結衣さんはクスクスと笑う。また一つ気になることができてしまった。ポーンと投げられたボールを受け止めると、結衣さんは眩しいものを見るような目で、俺のことを見つめる。そんな顔されると照れる。


「何してたんスか?」
「何だろう。散歩?」
「部活はしてないんスか?」
「うん。帰宅部」


じゃあ帰ればいいじゃないッスか。とは言えず。俺はボールを掴む手の力を強めた。理由なしに何かをするような人には思えなかったから。でも俺はなんで結衣さんがそういう行動をとったのか考えることはしない。知りたくもない。


「ちょっと見てきますか、バスケ部の練習」
「そうしようかな」


結衣さんは俺の後ろを狭い歩幅でついて歩き、体育館へ戻ると、すたすたと慣れた足取りでギャラリーへ行き、そこからコートを見下ろしていた。制服のスカートからパンツ見えそうッスよ。

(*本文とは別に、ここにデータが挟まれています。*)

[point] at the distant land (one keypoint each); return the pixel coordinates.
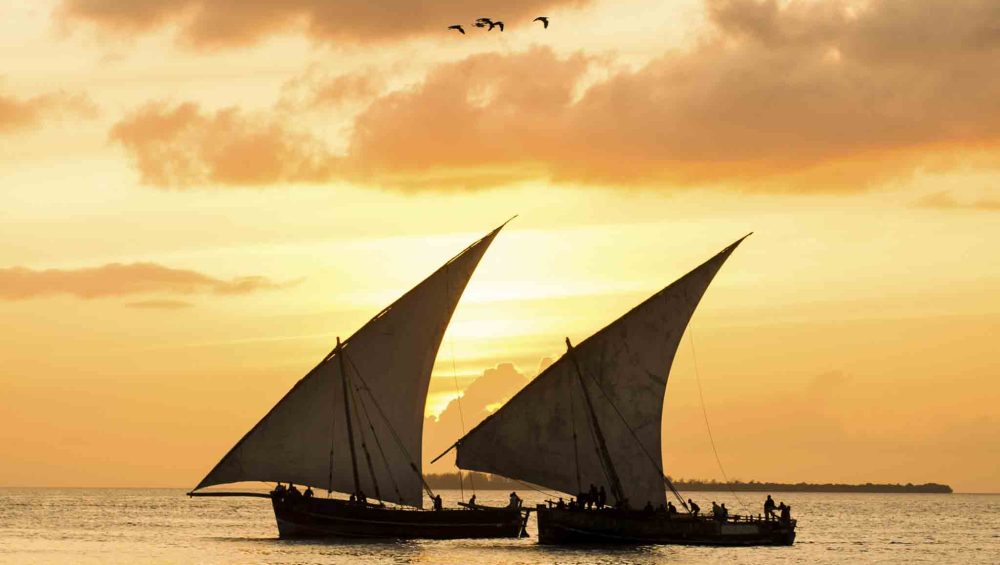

俺よりもバスケめちゃくちゃ上手い人達がいて、でも俺だってレギュラーだしそれなりにじょーずなはずで、一応モデルだし、顔は悪くないし、スタイルだっていいし。俺を見に来てる女の子だってたくさんいる。つまり俺はもてる。女の子の視線一人占めできるくらいもてる。そのはずなのに、結衣さんは一度も俺のことを見てはくれなかった。見つめているのは青峰っち ただひとりだけ だった。



ああ、この人は青峰っちが好きなんだな。



気づかない方が可笑しいと思えるほど、ずっと、結衣さんは青峰っちだけをみていた。青峰っちはそんなこと気づいていないそぶりで、いつも通り練習をこなしている。ねぇ、俺の事も見てよ。

ギリと拳を握りしめる。爪が手のひらに食い込んで痛かった。

こんなあっさりと気づいてしまうのなら、練習見に、なんて誘うんじゃなかった。